Sorry if I keep posting too much - I just have a lot of questions. I'm new!


----------



## Beanie

Ugh... that is kind of gross. I'd be worried about infections. I've never heard of that before, but maybe someone else here has... ?


----------



## leannem

Usually when an animal eats poop it means they are not getting enough of something in their diet. Take a look through the diet and nutrition posts to make sure your hedgie is getting what it needs from it's food.


----------



## jdlover90

I've never heard of that. 
But my hedgie annointed with his urine before.
I'm not sure!


----------



## Nancy

New baby in a new home, sometimes they do. Does he have the same food as he is used to? Is he able to easily eat his food? What food is he eating because as mentioned, it can also be a nutritional issue.

Try to keep the fresh poop cleared out of his cage quickly so he doesn't get the opportunity.


----------



## LarryT

Does his food bowl stay filled?

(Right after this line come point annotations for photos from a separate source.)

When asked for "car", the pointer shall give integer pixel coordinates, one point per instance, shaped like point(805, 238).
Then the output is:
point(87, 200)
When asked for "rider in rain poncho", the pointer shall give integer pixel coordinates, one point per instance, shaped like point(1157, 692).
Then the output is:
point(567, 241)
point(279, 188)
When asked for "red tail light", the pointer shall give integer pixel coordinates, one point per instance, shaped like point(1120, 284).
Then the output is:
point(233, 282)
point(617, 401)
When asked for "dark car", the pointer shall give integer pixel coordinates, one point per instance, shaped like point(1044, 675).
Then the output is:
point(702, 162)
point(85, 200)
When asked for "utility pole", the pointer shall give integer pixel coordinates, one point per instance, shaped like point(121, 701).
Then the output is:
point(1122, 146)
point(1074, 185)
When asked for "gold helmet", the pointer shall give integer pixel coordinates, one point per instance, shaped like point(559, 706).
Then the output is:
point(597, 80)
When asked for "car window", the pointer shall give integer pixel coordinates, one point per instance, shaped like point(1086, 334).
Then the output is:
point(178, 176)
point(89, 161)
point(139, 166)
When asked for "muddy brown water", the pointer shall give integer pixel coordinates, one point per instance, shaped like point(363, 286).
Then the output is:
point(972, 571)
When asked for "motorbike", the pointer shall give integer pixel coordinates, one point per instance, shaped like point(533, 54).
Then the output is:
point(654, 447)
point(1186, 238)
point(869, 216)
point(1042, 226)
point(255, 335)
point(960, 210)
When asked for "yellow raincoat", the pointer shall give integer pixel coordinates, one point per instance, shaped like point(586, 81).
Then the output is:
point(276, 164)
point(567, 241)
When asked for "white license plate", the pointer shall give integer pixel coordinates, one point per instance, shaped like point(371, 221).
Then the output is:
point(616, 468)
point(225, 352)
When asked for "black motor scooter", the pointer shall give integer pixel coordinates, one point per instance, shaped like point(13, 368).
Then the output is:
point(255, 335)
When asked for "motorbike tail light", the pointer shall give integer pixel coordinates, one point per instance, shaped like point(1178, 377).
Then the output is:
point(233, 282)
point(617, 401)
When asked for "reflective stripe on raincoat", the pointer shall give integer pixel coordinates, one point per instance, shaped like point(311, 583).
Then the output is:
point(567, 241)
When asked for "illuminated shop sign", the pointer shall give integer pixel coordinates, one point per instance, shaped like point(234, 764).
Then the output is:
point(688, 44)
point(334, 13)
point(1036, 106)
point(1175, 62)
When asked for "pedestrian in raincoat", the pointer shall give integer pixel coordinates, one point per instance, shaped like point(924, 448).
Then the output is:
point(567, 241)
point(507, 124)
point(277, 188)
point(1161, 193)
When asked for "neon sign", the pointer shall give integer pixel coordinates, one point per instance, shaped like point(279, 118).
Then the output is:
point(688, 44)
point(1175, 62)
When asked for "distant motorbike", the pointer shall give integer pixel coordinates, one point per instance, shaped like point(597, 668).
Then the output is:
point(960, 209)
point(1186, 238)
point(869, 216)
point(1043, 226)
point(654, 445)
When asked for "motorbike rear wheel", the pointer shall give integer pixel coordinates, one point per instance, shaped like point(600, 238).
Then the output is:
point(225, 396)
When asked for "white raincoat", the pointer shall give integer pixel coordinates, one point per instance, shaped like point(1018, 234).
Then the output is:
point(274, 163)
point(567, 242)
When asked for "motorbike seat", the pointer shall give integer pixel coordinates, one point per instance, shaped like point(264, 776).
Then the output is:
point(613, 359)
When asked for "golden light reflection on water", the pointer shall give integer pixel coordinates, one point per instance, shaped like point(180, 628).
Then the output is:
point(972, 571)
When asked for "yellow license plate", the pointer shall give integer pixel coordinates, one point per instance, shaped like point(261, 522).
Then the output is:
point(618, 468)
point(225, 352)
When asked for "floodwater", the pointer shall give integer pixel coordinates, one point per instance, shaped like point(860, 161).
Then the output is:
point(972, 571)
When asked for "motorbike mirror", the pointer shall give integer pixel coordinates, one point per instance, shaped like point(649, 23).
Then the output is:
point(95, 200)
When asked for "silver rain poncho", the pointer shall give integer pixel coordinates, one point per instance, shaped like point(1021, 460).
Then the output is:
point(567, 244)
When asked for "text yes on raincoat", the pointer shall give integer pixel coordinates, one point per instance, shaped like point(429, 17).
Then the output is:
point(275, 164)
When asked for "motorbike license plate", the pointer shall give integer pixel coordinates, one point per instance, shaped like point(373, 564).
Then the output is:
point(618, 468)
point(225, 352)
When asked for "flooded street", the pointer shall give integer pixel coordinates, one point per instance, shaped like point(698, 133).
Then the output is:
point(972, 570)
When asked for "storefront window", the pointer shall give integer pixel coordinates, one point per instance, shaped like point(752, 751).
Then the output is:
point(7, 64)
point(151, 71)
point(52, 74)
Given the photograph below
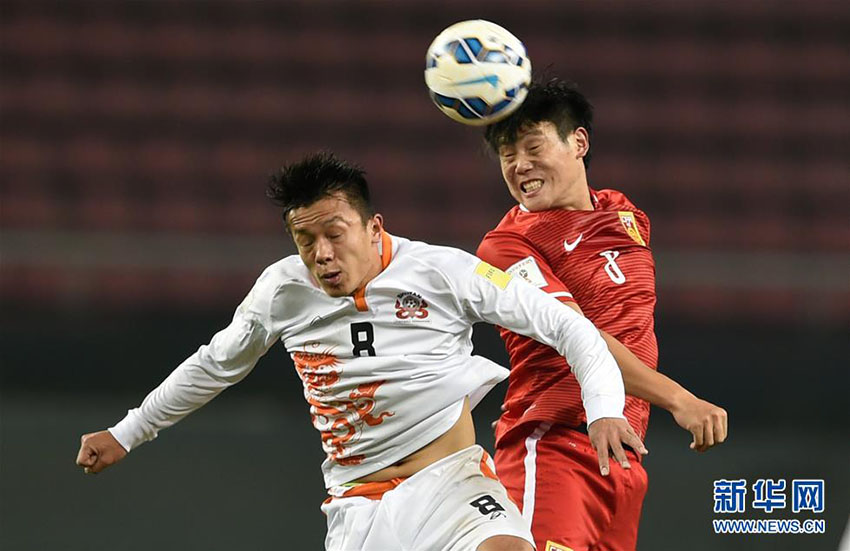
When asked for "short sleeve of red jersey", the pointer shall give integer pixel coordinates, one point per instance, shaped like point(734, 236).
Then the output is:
point(513, 254)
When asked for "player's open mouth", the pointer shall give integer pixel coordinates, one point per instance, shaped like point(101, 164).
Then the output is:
point(531, 186)
point(332, 277)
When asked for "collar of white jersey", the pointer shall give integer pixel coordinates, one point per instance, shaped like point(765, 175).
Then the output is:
point(594, 200)
point(385, 249)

Most of us feed free range.


----------



## ryllisse

Hmm, well I'll try keeping the food bowl filled all the time - we had been feeding right when he wakes up. He only eats poop after he eats his food, though. And right after he poops it out, too. Gross. And he does eat all the food we give him, but not all at once. 

Honestly, we are using a cheap cat food we got at the grocery store. I have been wanting to switch to something more nutritious - I only hesitate because we haven't had him long and didn't want to mix it up too much right away. I hate to cause undue stress on the little guy! I'll be scouring the other threads for better foods. 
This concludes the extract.